Thomas Keene of Montgomery, an attorney for the hospital and doctors named in the suit, could not be reached for comment.
Court records do not show how the patient, Roy Lee Miller, was burned on Jan. 14, 1997. Miller’s attorney, David Wirtes of Mobile, declined to say.
“It’s just not material to your story,” Wirtes said. “He was burned in a hospital bed at a time when he was unable to care for himself.”
The court - with no dissent - said Miller’s uncle, Charles Miller, as “durable power of attorney,” should have been allowed to file the damage suit on his nephew’s behalf.

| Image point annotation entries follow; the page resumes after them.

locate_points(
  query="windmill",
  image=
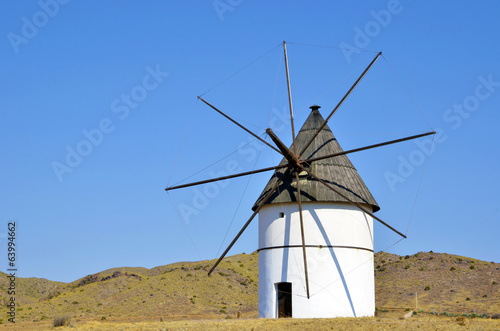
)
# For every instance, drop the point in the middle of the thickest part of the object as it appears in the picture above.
(315, 223)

Court records show that on Jan. 11, 1999, “just three days before the statutory limitations period would have run out on Roy Lee’s personal-injury claims arising from his burns, Charles filed a medical-malpractice action captioned ‘Charles Miller, on behalf of Roy Lee Miller v. Jackson Hospital and Clinic, Raghu Makkamala, M.D.; Glenn Yates, M.D. and Primary Care Internists of Montgomery.
“The complaint alleged that negligence on the part of the defendants had caused Roy Lee’s injuries,” according to the decision.
The defendants claimed the suit wrongly named Charles Miller instead of his nephew as the “real party in interest.”
On Aug. 16, 1999, after the expiration of the limitation period, Charles amended the complaint by adding Roy Lee as a named plaintiff. Three days later the court entered a summary judgment in favor of all defendants.
The decision written by Justice Champ Lyons reversed the summary judgment and ordered the case sent back to circuit court “with Roy Lee substituted as plaintiff.”
Wirtes said Roy Lee Miller is “recuperating. He has permanent injuries. There was disfigurement from the burns.”